3.08.2013

The Missing Ink


The Missing Ink: The Lost Art of HandwritingThe Missing Ink: The Lost Art of Handwriting by Philip Hensher
My rating: 5 of 5 stars

“Handwriting is good for you,” says Philip Hensher. “It involves us in a relationship with the written word which is sensuous, immediate, and individual.”

(The incontrovertible truth of the author’s conclusion is made so much more endearing, to me, by the nonchalant use of the Oxford comma.)

This is not an author who shies from his opinions, or from sharing his vocabulary. Haruspication! Really? Oh, Philip, how do I love thee?

The Missing Ink is a very personal amble with handwriting and pens. You get history, style, art, practice, and glances into strange places, real and virtual. How delectable to learn that there is a “gloriously mad blog” out there that teaches how to improve your penmanship by changing your menu? Or that the Prince of Wales writes long letters to various government ministries, imparting his philosophy in purple ink?

The subject of handwriting analysis yields treasures. What does one have to see to believe that the penman “would jump out of an aeroplane… and drink the homebrewed absinthe of a Serbian warlord”? (And what, I wonder, would that do to my own handwring?)

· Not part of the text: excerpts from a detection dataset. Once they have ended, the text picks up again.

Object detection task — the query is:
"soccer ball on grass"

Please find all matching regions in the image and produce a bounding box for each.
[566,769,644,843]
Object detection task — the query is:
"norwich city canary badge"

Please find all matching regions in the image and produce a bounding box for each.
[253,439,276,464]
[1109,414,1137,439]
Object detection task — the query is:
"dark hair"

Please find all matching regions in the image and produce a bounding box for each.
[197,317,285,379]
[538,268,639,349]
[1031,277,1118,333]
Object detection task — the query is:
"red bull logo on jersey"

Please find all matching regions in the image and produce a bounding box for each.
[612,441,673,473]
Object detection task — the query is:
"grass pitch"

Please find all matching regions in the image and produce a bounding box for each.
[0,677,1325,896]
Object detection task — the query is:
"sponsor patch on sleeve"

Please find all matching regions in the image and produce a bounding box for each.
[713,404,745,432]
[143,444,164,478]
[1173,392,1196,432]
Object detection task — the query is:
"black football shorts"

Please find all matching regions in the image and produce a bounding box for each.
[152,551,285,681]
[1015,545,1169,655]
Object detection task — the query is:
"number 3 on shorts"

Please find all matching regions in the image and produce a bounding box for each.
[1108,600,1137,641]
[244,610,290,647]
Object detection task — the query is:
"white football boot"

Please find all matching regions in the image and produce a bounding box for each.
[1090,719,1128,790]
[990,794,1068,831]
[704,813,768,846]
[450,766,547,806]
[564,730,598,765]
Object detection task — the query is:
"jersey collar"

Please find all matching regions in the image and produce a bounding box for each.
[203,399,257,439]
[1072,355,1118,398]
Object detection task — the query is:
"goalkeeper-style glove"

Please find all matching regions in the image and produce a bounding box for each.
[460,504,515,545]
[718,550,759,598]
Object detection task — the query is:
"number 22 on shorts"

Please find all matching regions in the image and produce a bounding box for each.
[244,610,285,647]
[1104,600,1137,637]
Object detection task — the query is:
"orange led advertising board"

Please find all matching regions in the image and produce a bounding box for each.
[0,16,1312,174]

Hensler devotes an entire chapter to the pen that has been my own guilty pleasure for over half of a century: the Bic Cristal. How many of these have I used until the last of the black ink, long disappeared from view and confined only within the oh-so-solid confines of the point, finally discharges its last, perfectly-black line? I hoard them against the day that some scribbling tyrant decides these pens are no longer necessary in the corporate line.

I love to read about ink colors. Hensler says, “I am not quite convinced about writing with blue ink… It is cozy and friendly, but perhaps not very serious… Beyond [blue-black or black], we are really into exotic and faintly frightening territory.”

Were I to write to the author, I would respect his preferences, but in (almost) all other ventures, I profess a great love for the purple, the turquoise, the sepia – even the occasional oxblood.  I am, in most things, a child of the sixties.

(I do admit to having been chastised by a pen friend, once, for writing a red letter on yellow paper. Point, as it were, taken.)

Oxblood brings me back to Oxford. Yes, I love this book with all its whimsy, chattiness, and excellent punctuation. You – you know who you are – will also. I promise.